Mesh : Humans Intracranial Embolism / etiology diagnostic imaging Male Female Stents / adverse effects Aged Retrospective Studies Middle Aged Risk Factors Aortic Diseases / diagnostic imaging complications Diffusion Magnetic Resonance Imaging Intraoperative Complications / epidemiology Treatment Outcome Carotid Stenosis / diagnostic imaging complications surgery Ultrasonography, Doppler, Transcranial Syndrome Endovascular Procedures / adverse effects instrumentation Aged, 80 and over

来  源:   DOI:10.23736/S0392-9590.24.05150-2

Abstract:
BACKGROUND: Careful selection of patients for carotid stenting is necessary. We suggest that patients with a shaggy aorta syndrome may be at higher risk for perioperative embolic complications.
METHODS: The study is a retrospective subanalysis of the SIBERIA Trial. We included 72 patients undergoing transfemoral carotid artery stenting. Patients were monitored during the procedures using multifrequency transcranial Doppler with embolus detection and differentiation. Pre- and postprocedural (2 and 30 days) cerebral diffusion-weighted cerebral MRIs were performed.
RESULTS: Forty-six patients had shaggy aorta syndrome. Intraoperative embolisms were recorded in 82.6% and 46.1% of patients with and without shaggy aorta syndrome, respectively (P=0.001). New asymptomatic ischemic brain lesions in the postoperative period occurred in 78.3% and in 26.9% of patients with and without shaggy aorta syndrome, respectively (P<0.001). There were no cases of stroke within 2 days in both groups. 3 (6.5%) cases of stroke within 30 days after the procedure were observed only in patients with shaggy aorta syndrome. There were no cases of contralateral stroke. Shaggy aorta syndrome (OR 5.54 [1.83:16.7], P=0.001) and aortic arch ulceration (OR 6.67 [1.19: 37.3], P=0.02) were independently associated with cerebral embolism. Shaggy aorta syndrome (OR 9.77 [3.14-30.37], P<0.001) and aortic arch ulceration (OR 12.9 [2.3: 72.8], P=0.003) were independently associated with ipsilateral new asymptomatic ischemic brain lesions.
CONCLUSIONS: Shaggy aorta syndrome and aortic arch ulceration significantly increase the odds of intraoperative embolism and new asymptomatic ischemic brain lesions.
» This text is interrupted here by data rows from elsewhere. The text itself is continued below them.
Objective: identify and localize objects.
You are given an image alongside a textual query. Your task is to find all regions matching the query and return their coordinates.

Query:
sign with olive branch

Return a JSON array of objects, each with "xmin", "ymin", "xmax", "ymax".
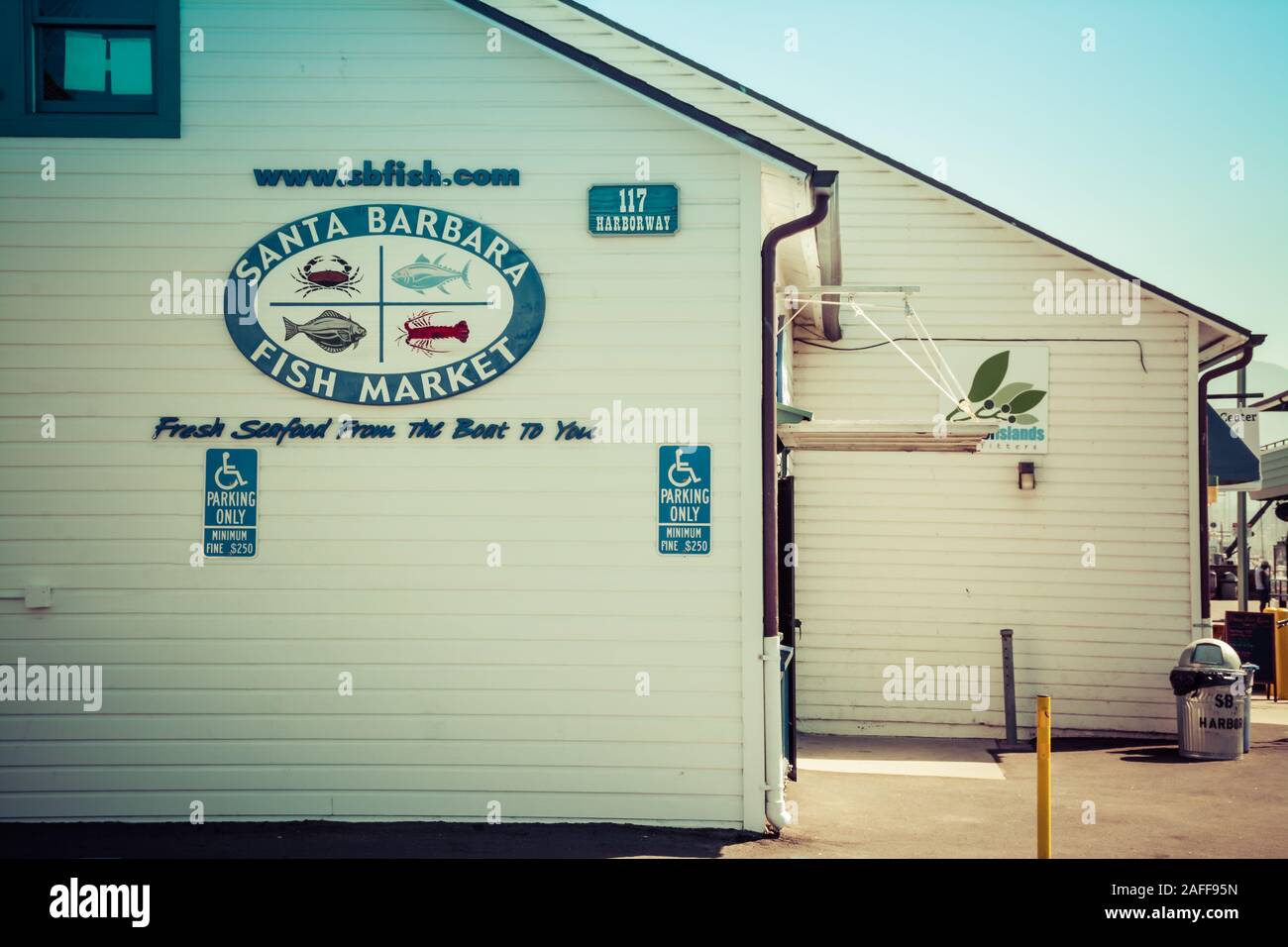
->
[{"xmin": 939, "ymin": 344, "xmax": 1051, "ymax": 454}]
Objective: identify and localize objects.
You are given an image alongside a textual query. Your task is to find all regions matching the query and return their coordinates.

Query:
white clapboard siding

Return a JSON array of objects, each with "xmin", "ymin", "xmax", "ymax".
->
[
  {"xmin": 497, "ymin": 0, "xmax": 1195, "ymax": 736},
  {"xmin": 0, "ymin": 0, "xmax": 763, "ymax": 828}
]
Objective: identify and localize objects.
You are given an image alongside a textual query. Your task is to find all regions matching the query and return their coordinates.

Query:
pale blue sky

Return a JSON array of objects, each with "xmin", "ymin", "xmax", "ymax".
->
[{"xmin": 589, "ymin": 0, "xmax": 1288, "ymax": 366}]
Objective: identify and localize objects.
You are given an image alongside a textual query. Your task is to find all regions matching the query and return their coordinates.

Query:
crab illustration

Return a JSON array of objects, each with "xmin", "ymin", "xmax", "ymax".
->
[{"xmin": 291, "ymin": 257, "xmax": 362, "ymax": 296}]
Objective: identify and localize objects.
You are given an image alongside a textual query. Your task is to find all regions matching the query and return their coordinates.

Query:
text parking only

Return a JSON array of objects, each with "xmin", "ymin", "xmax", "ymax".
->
[
  {"xmin": 201, "ymin": 447, "xmax": 259, "ymax": 559},
  {"xmin": 657, "ymin": 445, "xmax": 711, "ymax": 556}
]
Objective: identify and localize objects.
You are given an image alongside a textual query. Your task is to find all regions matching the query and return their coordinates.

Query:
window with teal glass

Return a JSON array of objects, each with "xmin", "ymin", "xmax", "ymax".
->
[{"xmin": 0, "ymin": 0, "xmax": 179, "ymax": 138}]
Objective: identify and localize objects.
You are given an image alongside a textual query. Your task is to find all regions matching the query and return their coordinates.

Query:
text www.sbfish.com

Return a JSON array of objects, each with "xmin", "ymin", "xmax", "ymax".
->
[
  {"xmin": 254, "ymin": 159, "xmax": 519, "ymax": 187},
  {"xmin": 1105, "ymin": 907, "xmax": 1239, "ymax": 924}
]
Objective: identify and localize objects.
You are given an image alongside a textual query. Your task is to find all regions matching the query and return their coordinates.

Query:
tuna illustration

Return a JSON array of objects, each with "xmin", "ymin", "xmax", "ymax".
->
[
  {"xmin": 282, "ymin": 309, "xmax": 368, "ymax": 352},
  {"xmin": 389, "ymin": 254, "xmax": 471, "ymax": 294}
]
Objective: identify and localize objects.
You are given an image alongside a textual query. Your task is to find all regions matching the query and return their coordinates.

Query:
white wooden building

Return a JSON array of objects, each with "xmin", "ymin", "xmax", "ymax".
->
[{"xmin": 0, "ymin": 0, "xmax": 1249, "ymax": 830}]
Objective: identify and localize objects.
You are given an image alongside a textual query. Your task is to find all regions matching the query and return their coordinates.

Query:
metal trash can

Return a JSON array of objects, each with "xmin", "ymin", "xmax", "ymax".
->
[{"xmin": 1169, "ymin": 638, "xmax": 1246, "ymax": 760}]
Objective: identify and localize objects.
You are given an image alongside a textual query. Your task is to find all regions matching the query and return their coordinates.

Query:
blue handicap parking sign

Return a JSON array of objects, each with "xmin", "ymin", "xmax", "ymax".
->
[
  {"xmin": 201, "ymin": 447, "xmax": 259, "ymax": 559},
  {"xmin": 657, "ymin": 445, "xmax": 711, "ymax": 556}
]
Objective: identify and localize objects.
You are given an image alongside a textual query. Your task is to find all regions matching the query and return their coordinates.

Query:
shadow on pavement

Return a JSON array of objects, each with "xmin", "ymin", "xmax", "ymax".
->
[{"xmin": 0, "ymin": 821, "xmax": 764, "ymax": 858}]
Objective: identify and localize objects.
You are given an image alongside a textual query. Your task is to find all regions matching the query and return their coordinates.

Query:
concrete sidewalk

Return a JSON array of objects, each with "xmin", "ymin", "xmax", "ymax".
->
[{"xmin": 0, "ymin": 698, "xmax": 1288, "ymax": 858}]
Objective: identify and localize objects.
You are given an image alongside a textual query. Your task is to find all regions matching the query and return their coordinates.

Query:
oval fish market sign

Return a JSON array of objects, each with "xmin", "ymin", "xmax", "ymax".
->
[{"xmin": 224, "ymin": 204, "xmax": 546, "ymax": 404}]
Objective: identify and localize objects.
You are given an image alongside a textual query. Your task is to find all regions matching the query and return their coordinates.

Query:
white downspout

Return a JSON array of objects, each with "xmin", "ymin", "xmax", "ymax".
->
[{"xmin": 760, "ymin": 170, "xmax": 836, "ymax": 828}]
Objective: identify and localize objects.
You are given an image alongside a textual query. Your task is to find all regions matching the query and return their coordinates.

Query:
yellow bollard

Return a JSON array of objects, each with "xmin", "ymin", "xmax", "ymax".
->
[{"xmin": 1038, "ymin": 694, "xmax": 1051, "ymax": 858}]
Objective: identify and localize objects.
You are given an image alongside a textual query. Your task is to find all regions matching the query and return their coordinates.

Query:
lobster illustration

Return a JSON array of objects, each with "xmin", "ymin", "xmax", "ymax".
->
[{"xmin": 398, "ymin": 312, "xmax": 471, "ymax": 356}]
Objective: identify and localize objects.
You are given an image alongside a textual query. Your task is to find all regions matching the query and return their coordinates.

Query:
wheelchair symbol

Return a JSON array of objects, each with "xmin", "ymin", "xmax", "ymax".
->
[
  {"xmin": 666, "ymin": 447, "xmax": 702, "ymax": 487},
  {"xmin": 215, "ymin": 451, "xmax": 246, "ymax": 489}
]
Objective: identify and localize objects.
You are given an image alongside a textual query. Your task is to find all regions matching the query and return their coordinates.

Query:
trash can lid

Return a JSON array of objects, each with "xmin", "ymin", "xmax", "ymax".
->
[{"xmin": 1176, "ymin": 638, "xmax": 1243, "ymax": 672}]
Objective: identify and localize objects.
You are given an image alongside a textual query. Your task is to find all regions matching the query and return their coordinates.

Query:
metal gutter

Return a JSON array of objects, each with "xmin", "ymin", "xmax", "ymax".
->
[
  {"xmin": 451, "ymin": 0, "xmax": 816, "ymax": 174},
  {"xmin": 760, "ymin": 171, "xmax": 836, "ymax": 828},
  {"xmin": 1198, "ymin": 335, "xmax": 1266, "ymax": 624}
]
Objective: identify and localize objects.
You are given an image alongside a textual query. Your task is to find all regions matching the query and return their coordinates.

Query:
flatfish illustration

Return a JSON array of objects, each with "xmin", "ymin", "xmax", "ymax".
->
[{"xmin": 282, "ymin": 309, "xmax": 368, "ymax": 352}]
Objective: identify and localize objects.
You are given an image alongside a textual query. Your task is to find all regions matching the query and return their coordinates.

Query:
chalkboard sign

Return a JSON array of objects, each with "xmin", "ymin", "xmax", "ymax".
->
[{"xmin": 1225, "ymin": 612, "xmax": 1275, "ymax": 684}]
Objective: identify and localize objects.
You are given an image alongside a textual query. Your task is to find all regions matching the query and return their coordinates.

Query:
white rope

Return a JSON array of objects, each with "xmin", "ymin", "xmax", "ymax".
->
[
  {"xmin": 903, "ymin": 296, "xmax": 974, "ymax": 417},
  {"xmin": 850, "ymin": 295, "xmax": 979, "ymax": 421}
]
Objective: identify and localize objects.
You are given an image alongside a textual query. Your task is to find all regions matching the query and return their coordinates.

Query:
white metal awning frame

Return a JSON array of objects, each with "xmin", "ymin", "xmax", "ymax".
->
[{"xmin": 777, "ymin": 284, "xmax": 1000, "ymax": 454}]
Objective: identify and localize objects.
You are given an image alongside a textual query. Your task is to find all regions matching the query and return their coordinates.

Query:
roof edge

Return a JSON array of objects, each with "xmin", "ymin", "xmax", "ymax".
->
[
  {"xmin": 450, "ymin": 0, "xmax": 818, "ymax": 175},
  {"xmin": 559, "ymin": 0, "xmax": 1253, "ymax": 338}
]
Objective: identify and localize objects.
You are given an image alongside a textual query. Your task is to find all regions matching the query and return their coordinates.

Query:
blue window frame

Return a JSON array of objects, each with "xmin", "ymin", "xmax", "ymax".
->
[{"xmin": 0, "ymin": 0, "xmax": 179, "ymax": 138}]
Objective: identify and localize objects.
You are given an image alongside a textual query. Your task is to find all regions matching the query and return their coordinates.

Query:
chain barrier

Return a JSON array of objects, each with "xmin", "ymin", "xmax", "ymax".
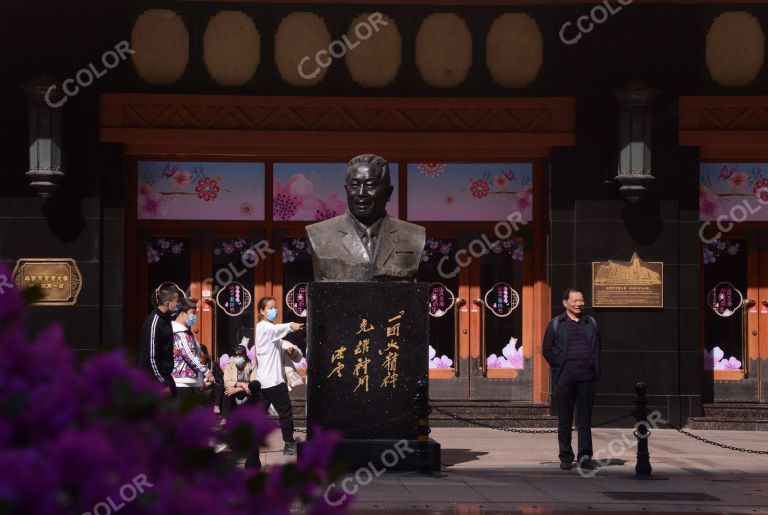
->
[
  {"xmin": 294, "ymin": 407, "xmax": 768, "ymax": 455},
  {"xmin": 431, "ymin": 407, "xmax": 557, "ymax": 434},
  {"xmin": 660, "ymin": 421, "xmax": 768, "ymax": 454}
]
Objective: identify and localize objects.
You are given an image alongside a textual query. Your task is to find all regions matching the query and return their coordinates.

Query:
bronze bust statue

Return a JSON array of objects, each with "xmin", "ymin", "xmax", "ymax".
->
[{"xmin": 307, "ymin": 154, "xmax": 426, "ymax": 281}]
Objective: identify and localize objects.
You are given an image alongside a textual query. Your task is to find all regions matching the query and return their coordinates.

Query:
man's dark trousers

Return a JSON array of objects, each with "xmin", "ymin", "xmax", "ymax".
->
[{"xmin": 555, "ymin": 367, "xmax": 595, "ymax": 463}]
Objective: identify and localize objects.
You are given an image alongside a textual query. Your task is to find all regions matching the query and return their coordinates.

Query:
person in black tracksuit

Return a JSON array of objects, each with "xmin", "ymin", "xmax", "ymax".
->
[
  {"xmin": 139, "ymin": 286, "xmax": 179, "ymax": 397},
  {"xmin": 542, "ymin": 288, "xmax": 601, "ymax": 470}
]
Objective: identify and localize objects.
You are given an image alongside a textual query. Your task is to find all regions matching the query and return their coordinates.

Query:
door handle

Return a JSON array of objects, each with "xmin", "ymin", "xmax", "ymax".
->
[
  {"xmin": 741, "ymin": 299, "xmax": 752, "ymax": 379},
  {"xmin": 453, "ymin": 297, "xmax": 467, "ymax": 377},
  {"xmin": 472, "ymin": 298, "xmax": 488, "ymax": 377},
  {"xmin": 205, "ymin": 299, "xmax": 219, "ymax": 356}
]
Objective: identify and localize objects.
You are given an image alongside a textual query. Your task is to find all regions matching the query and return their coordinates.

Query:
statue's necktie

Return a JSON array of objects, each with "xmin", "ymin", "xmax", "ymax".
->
[{"xmin": 363, "ymin": 227, "xmax": 375, "ymax": 259}]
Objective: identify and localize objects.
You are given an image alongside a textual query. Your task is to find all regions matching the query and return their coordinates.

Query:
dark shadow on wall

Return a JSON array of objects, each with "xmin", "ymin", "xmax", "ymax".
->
[
  {"xmin": 621, "ymin": 197, "xmax": 664, "ymax": 246},
  {"xmin": 43, "ymin": 184, "xmax": 85, "ymax": 243}
]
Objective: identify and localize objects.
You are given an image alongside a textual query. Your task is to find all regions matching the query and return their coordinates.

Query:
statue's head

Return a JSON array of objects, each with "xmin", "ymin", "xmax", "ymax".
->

Carotid endarterectomy or transcervical carotid stent should be selected in patients with shaggy aorta syndrome.
摘要:
背景:需要仔细选择颈动脉支架置入的患者。我们建议,患有shaggy主动脉综合征的患者可能发生围手术期栓塞并发症的风险更高。
方法:本研究是对SIBERIA试验的回顾性亚分析。我们纳入了72例接受经股颈动脉支架置入术的患者。在手术过程中使用多频经颅多普勒对患者进行了监测,并进行了栓子检测和鉴别。术前和术后(2天和30天)进行脑弥散加权脑MRI。
结果:46例患者出现了粗主动脉综合征。术中栓塞记录在82.6%和46.1%的有和没有shaggy主动脉综合征的患者中,分别(P=0.001)。术后新的无症状缺血性脑损伤发生在78.3%和26.9%的患者有和没有shagging主动脉综合征,分别(P<0.001)。2天内两组均无卒中病例。仅在患有shaggy主动脉综合征的患者中观察到3例(6.5%)在手术后30天内发生中风。没有对侧中风的病例。新生主动脉综合征(OR5.54[1.83:16.7],P=0.001)和主动脉弓溃疡(OR6.67[1.19:37.3],P=0.02)与脑栓塞独立相关。新生主动脉综合征(OR9.77[3.14-30.37],P<0.001)和主动脉弓溃疡(OR12.9[2.3:72.8],P=0.003)与同侧新的无症状缺血性脑损伤独立相关。
结论:Shaggy主动脉综合征和主动脉弓溃疡显著增加了术中栓塞和新的无症状缺血性脑损伤的几率。对于有shaggy主动脉综合征的患者,应选择颈动脉内膜切除术或颈动脉支架。